Brasil encadena datos positivos en inflación y empleo, pero el apoyo al actual presidente entre los más pobres sigue lejos del de su rival Lula da Silva

Jon Martín Cullell
Un mercado al aire libre en el barrio de Tijuca, en Río de Janeiro, en abril.
Un mercado al aire libre en el barrio de Tijuca, en Río de Janeiro, en abril.Maria Magdalena Arrellaga (Bloomberg)
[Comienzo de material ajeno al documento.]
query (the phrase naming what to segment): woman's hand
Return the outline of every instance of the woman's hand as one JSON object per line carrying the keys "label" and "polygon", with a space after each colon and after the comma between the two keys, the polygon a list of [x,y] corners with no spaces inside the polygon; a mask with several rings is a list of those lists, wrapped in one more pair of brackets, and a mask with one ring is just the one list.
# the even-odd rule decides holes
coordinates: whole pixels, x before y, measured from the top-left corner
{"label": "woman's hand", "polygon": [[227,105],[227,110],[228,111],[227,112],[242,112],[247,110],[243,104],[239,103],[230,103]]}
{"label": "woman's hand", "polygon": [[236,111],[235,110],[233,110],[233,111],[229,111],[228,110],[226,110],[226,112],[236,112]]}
La economía trae buenas noticias para la campaña de reelección del presidente brasileño, Jair Bolsonaro. Tras unos años complicados de pandemia y agravados por la guerra en Ucrania, Brasil registra en los últimos meses caídas en el desempleo y en la inflación. El actual mandatario ha utilizado estos datos como munición electoral para tratar de recuperar terreno frente al líder en las encuestas, su rival Luiz Inácio Lula da Silva. A menos de tres semanas de la segunda vuelta, Bolsonaro se mantiene por detrás aún con la mejora económica, y la brecha de apoyo entre los más pobres luce difícil de salvar en tan poco tiempo.
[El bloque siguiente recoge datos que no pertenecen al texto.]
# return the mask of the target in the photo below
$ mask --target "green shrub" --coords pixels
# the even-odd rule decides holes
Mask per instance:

El panorama económico de Brasil parece despejado, al menos a corto plazo. El FMI acaba de mejorar el pronóstico de crecimiento para este año, del 1,7% al 2,8%; el desempleo se sitúa en 8,9%, el menor nivel desde 2015; y la inflación cayó en septiembre por tercer mes consecutivo hasta el 7,1% anual, según datos publicados este martes. Además, por primera vez en un año, han bajado los precios de los alimentos, un alivio para las personas con menos recursos.

En el mercado municipal de São Paulo, un sólido edificio marrón de los años 30, el comerciante Roberto Bispo ha empezado a notar las reducciones. El lomo de cerdo está a 29 reales el kilo —unos cinco dólares—, un real menos que hace un mes; y el rabo, a 26 reales, tres menos. Bispo, de bata blanca, es optimista y cree que los precios van a seguir cayendo. Por esta razón, asegura que votará a Bolsonaro. “Brasil estaba creciendo como nunca hasta que llegó la pandemia, y el presidente merece otra oportunidad”, señala con buen talante.
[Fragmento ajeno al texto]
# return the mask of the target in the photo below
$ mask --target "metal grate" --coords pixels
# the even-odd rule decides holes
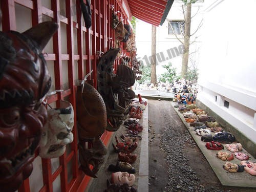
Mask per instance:
[[[168,23],[168,35],[182,35],[184,33],[183,20],[169,21]]]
Detrás de la mejora hay una combinación de política y circunstancia. La apertura económica tras la pandemia se ha traducido en una recuperación del empleo, mientras que la disminución en el precio mundial del petróleo ha ayudado a contener la inflación. Por el lado de la política pública, el Banco Central ha mantenido la tasa de interés en un 13,7%, una de las más altas entre las grandes economías del mundo. A eso hay que sumar una serie de medidas anunciadas por el Gobierno a pocos meses de las elecciones, como la imposición de límites al impuesto sobre la gasolina, y un aumento millonario en las ayudas a los más pobres, el programa conocido como Auxilio Brasil.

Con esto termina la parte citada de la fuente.